In summer cool syrups
will come for me from the grocer's shop. Autumn will make the boughs
of my mountain-ash scarlet, and, later, the asbestos in my grate will
put forth its blossoms of flame. The infrequent cart of Buszard or
Mudie will pass my window at all seasons. Nor will this be all. I
shall have friends. Next door, there is a retired military man who has
offered, in a most neighbourly way, to lend me his copy of the Times.
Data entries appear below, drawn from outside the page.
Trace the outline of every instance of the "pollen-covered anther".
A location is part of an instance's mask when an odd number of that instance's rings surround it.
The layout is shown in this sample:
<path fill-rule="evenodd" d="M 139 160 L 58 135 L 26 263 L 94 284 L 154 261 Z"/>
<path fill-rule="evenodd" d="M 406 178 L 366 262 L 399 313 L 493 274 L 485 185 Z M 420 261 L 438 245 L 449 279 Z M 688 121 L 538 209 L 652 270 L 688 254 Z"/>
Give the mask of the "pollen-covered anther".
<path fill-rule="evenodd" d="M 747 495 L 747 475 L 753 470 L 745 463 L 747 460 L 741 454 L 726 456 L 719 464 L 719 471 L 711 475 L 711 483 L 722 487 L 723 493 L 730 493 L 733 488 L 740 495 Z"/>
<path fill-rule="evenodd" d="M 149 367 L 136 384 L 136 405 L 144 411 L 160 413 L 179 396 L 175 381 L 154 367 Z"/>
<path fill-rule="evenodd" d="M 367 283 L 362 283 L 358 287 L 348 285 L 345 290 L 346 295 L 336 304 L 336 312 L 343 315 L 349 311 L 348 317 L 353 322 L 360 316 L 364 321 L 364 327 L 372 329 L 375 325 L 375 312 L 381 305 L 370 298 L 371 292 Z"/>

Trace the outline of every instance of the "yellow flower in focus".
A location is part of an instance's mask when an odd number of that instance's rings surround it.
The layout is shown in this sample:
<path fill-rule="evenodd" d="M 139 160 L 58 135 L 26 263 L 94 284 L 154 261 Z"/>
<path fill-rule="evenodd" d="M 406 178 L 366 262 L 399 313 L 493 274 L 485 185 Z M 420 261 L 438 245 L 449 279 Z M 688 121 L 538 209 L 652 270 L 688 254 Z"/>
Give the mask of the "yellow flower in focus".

On the other side of my house lives a charming family, who perhaps
will call on me, now and again. I have seen them sally forth, at
sundown, to catch the theatre-train; among them walked a young lady,
the charm of whose figure was ill concealed by the neat waterproof
that overspread her evening dress. Some day it may be...but I
anticipate. These things will be but the cosy accompaniment of my
days. For I shall contemplate the world.
I shall look forth from my window, the laburnum and the mountain-ash
becoming mere silhouettes in the foreground of my vision. I shall look
forth and, in nay remoteness, appreciate the distant pageant of the
world. Humanity will range itself in the columns of my morning paper.
No pulse of life will escape me. The strife of politics, the
intriguing of courts, the wreck of great vessels, wars, dramas,
earthquakes, national griefs or joys; the strange sequels to divorces,
even, and the mysterious suicides of land-agents at Ipswich--in all
such phenomena I shall steep my exhaurient mind.